Soy un rizo de mantequilla
SOY un rizo de mantequilla. Viene el cuchillo
y me lleva, me lleva, me hace una onda. Tu daga se adentra en mi piel, rasga mi
vientre y construye una figurita de porcelana tibia, ¡como una ola!, que
tiembla al contacto con el frío aire de la mañana en la terraza de abril. Y
vuelo en primera clase, hermoso y frágil como un astro de cine de blanca
cabellera, montado en el reluciente avión de alpaca que pilota tu mano
displicente hacia el rígido lecho del placer: la tostada.
El pálido color de mis tiernas carnes
empalidece aún más en presencia de la rebanada de pan. Atezada, desabrida y
árida como la piel del desierto, sedienta de grasa dulce, ansiosa de esa
armonía de moléculas que soy yo. Y allá voy, colmando la alegría de un hambre reseca que se hace líquido en el paladar. El encuentro es hecatómbico, brutal. Grito y
grito, de dolor y de placer, de placer y de dolor. Y al final me E X P A N D O
con un clamoroso orgasmo por entre la retícula del sufrimiento. Lleno sus
fisuras, sus poros, inundo de sedoso ámbar sus asperezas, penetro hasta su miga,
sacio su infinita sed, la redimo de haber llegado a ser corteza (a ella, que
fue trigo en flor), la amo.
Sé que, tras las inacabables caricias con el
cuchillo, los rítmicos embates de pasión (a veces rudos y rasposos,
atosigantes, a veces delicados y tiernos, como lascivas insinuaciones de
futuros placeres inéditos que susurras en mi oído), puede que tu veleidoso
capricho exija la presencia de un nuevo partenaire: la mermelada. Porque te gusta
el ménage à trois, no lo niegues.
Aunque no todas las mañanas, es cierto; y entonces, cuando sé que soy tu
preferido, tu exclusivo, tu único, ah, qué alegría, me entrego a ti por entero,
limpio, leal, apasionado.
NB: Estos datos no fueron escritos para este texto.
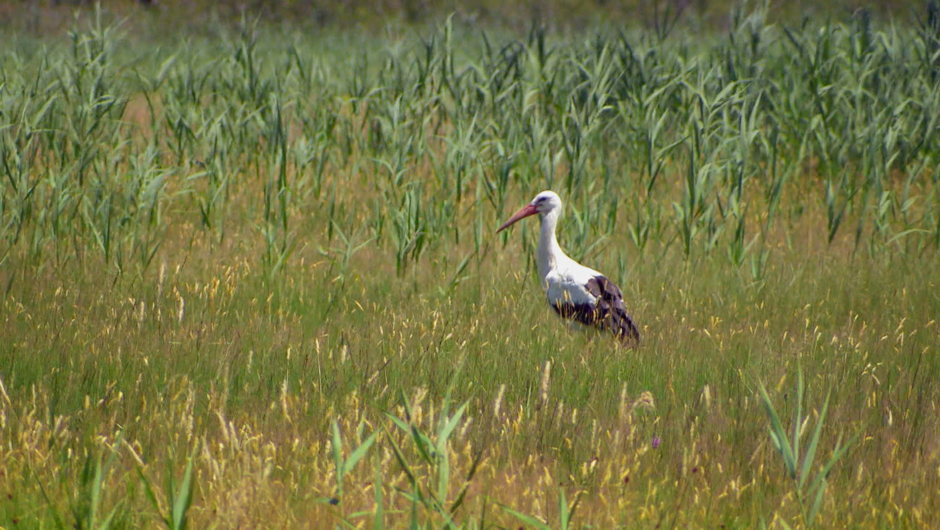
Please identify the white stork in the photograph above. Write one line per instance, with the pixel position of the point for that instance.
(574, 291)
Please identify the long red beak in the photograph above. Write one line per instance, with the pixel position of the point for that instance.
(526, 211)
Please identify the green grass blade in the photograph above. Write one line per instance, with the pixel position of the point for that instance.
(798, 418)
(527, 519)
(357, 455)
(184, 497)
(814, 443)
(779, 433)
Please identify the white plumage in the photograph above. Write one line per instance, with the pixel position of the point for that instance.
(575, 292)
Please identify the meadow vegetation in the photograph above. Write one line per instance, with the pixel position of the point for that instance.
(252, 280)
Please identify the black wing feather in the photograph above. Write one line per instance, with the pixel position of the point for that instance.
(609, 312)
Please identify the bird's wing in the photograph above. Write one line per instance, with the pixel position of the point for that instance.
(610, 312)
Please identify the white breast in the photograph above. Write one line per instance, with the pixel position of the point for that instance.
(565, 284)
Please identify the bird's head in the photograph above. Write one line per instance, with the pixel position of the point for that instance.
(543, 204)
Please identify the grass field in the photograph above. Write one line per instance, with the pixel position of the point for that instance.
(251, 280)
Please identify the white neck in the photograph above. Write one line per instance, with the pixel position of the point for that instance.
(549, 251)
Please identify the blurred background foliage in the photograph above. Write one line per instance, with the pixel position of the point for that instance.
(39, 16)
Ese día estoy feliz.
Claro que en un principio me enfurruña
compartir la cama con una desvergonzada vestida de lentejuelas, una profesional
del placer, una oportunista experta en zalamerías, una vulgar corista de
music-hall, pero lo cierto es que, una vez que se ha desnudado de sus atavíos
de colores y se ha tumbado sobre mí, piel con piel, brillante, húmeda y
pegajosa, con solo palpar sus viciosas y dulces carnes me enciendo de nuevo de
pasión y aquello es Troya. Arrebatos y arremolinamientos de voluptuosidad se
suceden sin cuento en una orgía de sabores y de texturas, en un maremágnum de arrumacos,
aullidos y estertores, en una zarabanda de erupciones volcánicas de placer
donde uno pierde hasta la conciencia de ser uno. Y en ese totum revolutum, un
nuevo y larguísimo orgasmo se sucede, sucio de sudores y fluidos viscosos,
pérfido y profundo.
Luego la aventura nos lleva a otro escenario.
Mucho más erizado de espinas, pero no por ello menos conmovedor: ser masticado
y deglutido. Desarraigado, liberado de mi nombre, sumergido en los profundos
remolinos del Leteo. Tenéis en las enciclopedias una desapasionada e inexacta
noción de todo lo demás. Al final… dispersarse en la sangre… Morir a la vida.
Hacerse glucosa y estallar en luz.
La luz de un simple destello de tu mirada. O
tal vez uno de tus más breves silencios, unas purititas décimas de segundo de tu
ternura, mi amor.
Mañana, en el desayuno, piensa en mí.
Mañana, en el desayuno, piensa en mí.